Portland Japanese Garden has been recognized by the National American Society of Landscape Architects (ASLA) with the 2020 Award of Excellence in General Design for the Cultural Crossing Project. This is the highest honor of ASLA’s professional design awards program, where each year, award recipients represent the best in landscape architecture from around the globe.
The Cultural Crossing Project’s landscape architects, Walker Macy and Portland Japanese Garden Garden Curator, Sadafumi Uchiyama, worked together within a highly collaborative, multicultural, and multiskilled team that included Kengo Kuma Associates, Hacker Architects, KPFF Consulting Engineers, Hoffman Construction, and a team of skilled landscape gardening craftspeople. The Award of Excellence recognizes the project’s beautifully executed details; the team’s cohesive, place-based and landscape-led design approach; the interweaving of design excellence and technical problem-solving; and the team’s articulate balance between traditional Japanese and contemporary design and construction methodologies.
Portland Japanese Garden’s Cultural Crossing expanded the existing Garden, known as one of the most authentic outside Japan. The transformation created a rich, continuous visitor experience, from a more formal and inviting new entry that welcomed visitors at the base of the hill to a pedestrian path ascending through a forested ravine, culminating in the Cultural Village above. The design process for the Cultural Village took the immersive, contemplative experiences of its varied garden spaces and augmented them to offer a world-class setting for intercultural exchange and promotion of Japanese traditional arts and culture. Inspired by the forested, hilltop setting of the gardens, the Cultural Village emphasized strong indoor-outdoor relationships that created a feeling of permeability and interconnectedness immersing visitors in the garden context, with spaces that are adaptable for indoor-outdoor cultural events and classes.
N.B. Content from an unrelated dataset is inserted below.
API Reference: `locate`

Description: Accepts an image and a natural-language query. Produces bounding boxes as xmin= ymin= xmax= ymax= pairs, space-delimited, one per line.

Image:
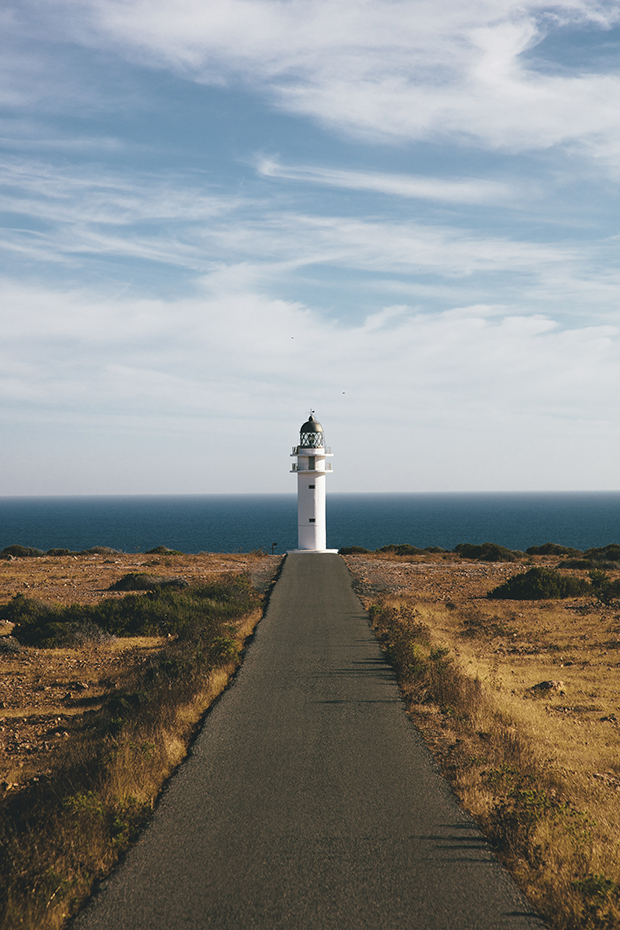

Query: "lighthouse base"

The landscape architectural design solved significant geological, water management, forest quality, and accessibility problems, resulting in a resilient future for the Garden – all while preserving Japanese gardening and aesthetic principles. For example, to address geotechnical challenges, a green infrastructure system was created through a stone creek bed, which runs from the top of the hillside all the way down to the parking lot, channeling and filtering water runoff down the hill into a nearly 27,000 gallon holding tank, where the water is slowly released into the city’s storm water system. The ephemeral journey of the water runoff parallels that of the entryway path, offering bridges to cross, and seamlessly connecting the entire site together with the element of water.